Bref, il n’y a pas d’agrégation heureuse.
Le manque de travail est une souffrance. Et là, nous nous disons que le
travail serait un bonheur. Seulement, quand nous avons du travail, le travail
par définition ne nous manque plus, et nous ne sommes pas heureux pour
autant.
Ou bien vous désirez celle que vous n’avez pas et vous souffrez de ce
manque. C’est ce qu’on appelle un chagrin d’amour. Ou bien vous avez
celle ou celui qui ne vous manque plus, puisque vous l’avez. Vous vous
ennuyez. C’est ce qu’on appelle un couple. Je suis content que cela
vous amuse, parce que j’ai toujours un peu peur de blesser des gens. Si
cela vous amuse, c’est que vous sentez bien que cela a une part de vérité.
En réalité, il n’y a que la vérité qui fasse rire. Vérité au moins partielle.
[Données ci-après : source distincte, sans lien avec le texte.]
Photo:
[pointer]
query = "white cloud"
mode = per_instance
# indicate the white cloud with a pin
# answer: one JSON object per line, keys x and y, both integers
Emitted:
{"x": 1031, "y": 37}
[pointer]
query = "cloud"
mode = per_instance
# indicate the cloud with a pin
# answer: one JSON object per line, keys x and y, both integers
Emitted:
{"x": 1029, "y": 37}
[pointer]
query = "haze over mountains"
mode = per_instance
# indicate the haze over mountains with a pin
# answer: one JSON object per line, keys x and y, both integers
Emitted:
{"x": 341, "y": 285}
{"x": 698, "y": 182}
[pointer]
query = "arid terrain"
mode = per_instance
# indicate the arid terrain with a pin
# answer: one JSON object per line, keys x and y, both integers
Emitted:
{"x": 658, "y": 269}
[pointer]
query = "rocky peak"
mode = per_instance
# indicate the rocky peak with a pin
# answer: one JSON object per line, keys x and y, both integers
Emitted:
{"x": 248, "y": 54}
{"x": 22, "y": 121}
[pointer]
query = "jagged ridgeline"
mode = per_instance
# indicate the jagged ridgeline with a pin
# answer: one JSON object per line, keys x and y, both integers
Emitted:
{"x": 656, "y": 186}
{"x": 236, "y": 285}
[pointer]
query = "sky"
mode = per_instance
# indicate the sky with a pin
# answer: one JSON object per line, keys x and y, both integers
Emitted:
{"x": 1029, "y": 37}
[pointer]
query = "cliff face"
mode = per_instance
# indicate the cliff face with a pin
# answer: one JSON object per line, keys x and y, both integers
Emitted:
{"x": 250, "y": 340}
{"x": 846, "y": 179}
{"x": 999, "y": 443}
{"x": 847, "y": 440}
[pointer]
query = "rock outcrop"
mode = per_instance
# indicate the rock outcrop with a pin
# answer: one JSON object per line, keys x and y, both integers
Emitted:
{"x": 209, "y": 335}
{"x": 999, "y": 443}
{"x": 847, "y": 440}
Quand nous désirons ce que nous n’avons pas, c’est ce que Schopenhauer
appelle la souffrance. Je désire ce que je n’ai pas, je souffre de ce
manque : souffrance.
Il y a plaisir, il y a joie, toutes les fois où nous désirons ce que nous avons,
ce que nous faisons, ce qui est. Bref, toutes les fois où nous désirons ce qui
ne nous manque pas. Il y a plaisir, il y a joie, toutes les fois où Platon a tort.
Oui, bien sûr, puisqu’il nous dit qu’on ne peut désirer que ce qu’on n’a pas.
Et que nous constatons, nous, que nous avons du plaisir, de la joie, à
chaque fois que nous désirons ce que nous avons.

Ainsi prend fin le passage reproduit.